Last year, I was contacted by New Mexico Magazine - they wanted to use an image of Big Tesuque Aspens in their 2010 calendar. This week my complementary copies arrived. We have moved on, as has my work, but it was a nice reminder of the Summer of Santa Fe.




7 comments:

rahina q.h. said...

the aspen painting is beautifully handled: the perspective, the light. and congratulations on the calender, a wonderful choice of painting. r.

vickiandrandyrossart said...

Thanks so much, Deborah for a glimpse of your 'story'. I have long felt that behind every great artist is a story of some kind of tough circumstance that somehow weaves its way into their paintings. Your challenges around 9/11 coincided with mine in terms of calendar timing. We lost our 14 year old daughter when a fire roared through our new house on xmas morning in 2001. I'm still working on my weaving and only hope to get a magazine interested in my work!
ps: I enjoyed your tonalist teaching!

Tess Walls said...

My husband I am were discussing this shift after 2001 in our own lives only this morning over coffee. It seems there were things we just knew and took for granted then, such as good jobs and hard work bring stability. This isn't true any longer. The hurdles are higher, the demands greater and the time less.

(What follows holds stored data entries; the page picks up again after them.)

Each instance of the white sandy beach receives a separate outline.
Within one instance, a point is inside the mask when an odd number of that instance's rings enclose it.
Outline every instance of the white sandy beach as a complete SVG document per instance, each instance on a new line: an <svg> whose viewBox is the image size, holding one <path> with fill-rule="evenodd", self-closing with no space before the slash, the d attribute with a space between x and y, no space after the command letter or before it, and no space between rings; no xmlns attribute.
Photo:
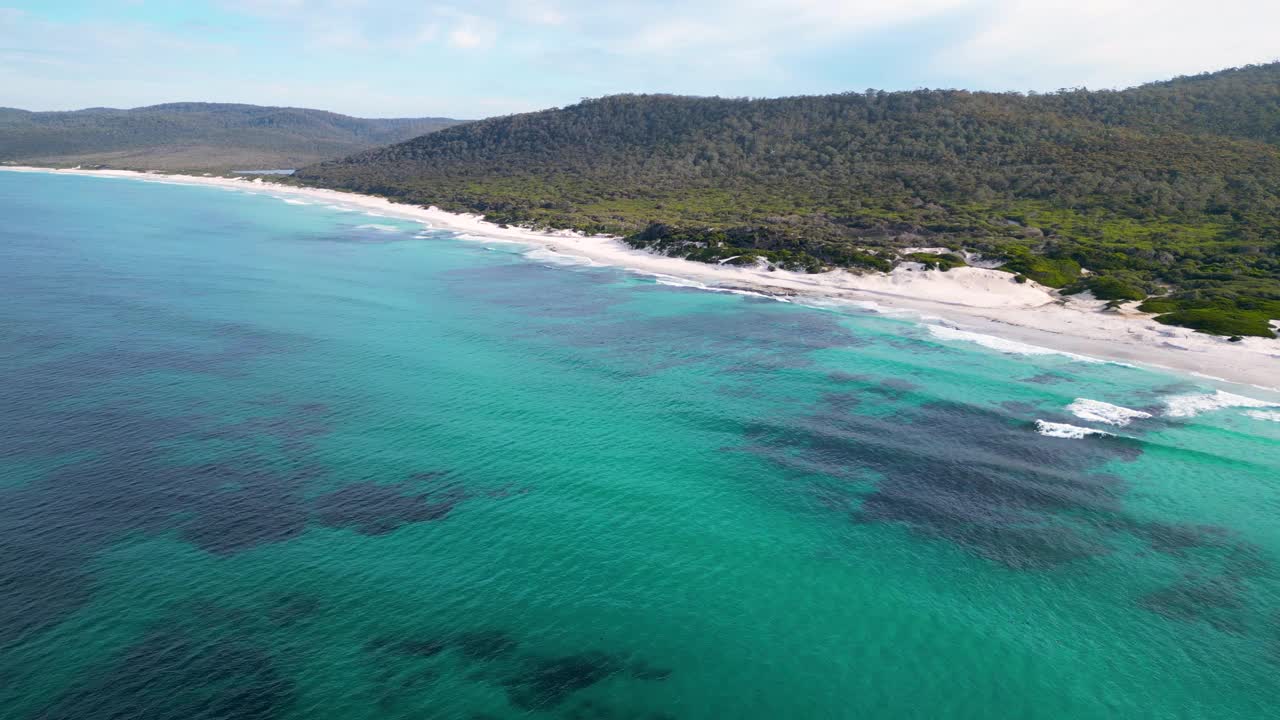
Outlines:
<svg viewBox="0 0 1280 720"><path fill-rule="evenodd" d="M1150 315L1107 312L1103 303L1064 297L1033 282L1018 284L1006 272L976 267L855 274L836 270L817 275L769 271L762 267L709 265L632 249L617 238L558 231L502 228L478 216L393 203L355 193L299 188L269 180L161 175L124 170L51 170L7 166L11 172L46 172L208 185L270 193L294 202L422 222L433 228L543 248L562 256L653 275L660 281L713 290L746 290L817 304L849 304L876 312L903 313L927 324L943 340L976 342L1002 352L1065 353L1153 366L1221 383L1232 392L1277 400L1280 340L1226 338L1161 325Z"/></svg>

I'm struggling to wrestle time away from my 14-year role as Mom, paralegal to focus on painting and mentorship into which I've been fortunate to be accepted. Success takes so much more now--I'm going to have to find a way to restructure and focus!

Your work, blog and insights are an inspiration. Thanks so much.

Steve sculpts critters said...

That's great. I like how stuff floating around from ages ago can pop up again and surprise you (in a good way).
Meridee and I are both glad you two were in Santa Fe (even if you lived in Placitas) when we moved here.

Deborah Paris said...

Thank you Rahina- I'm glad you like it!

Vicki, I am so sorry to hear of your loss. I do agree with you that our trials and losses add a texture and depth to our work.

Thank you Tess- and good luck with that mentorship program!

We're glad too, Steve!

Jala Pfaff said...

Beautiful pastel. Nice to see an early piece from you, interesting. Sounds like you had a lot to deal with. Still going strong, sounds like. Brava!

Work said...

I saw your paintings. I must say you are a very talented person. I’m very moved with the way you see things around you and painted it, very beautiful.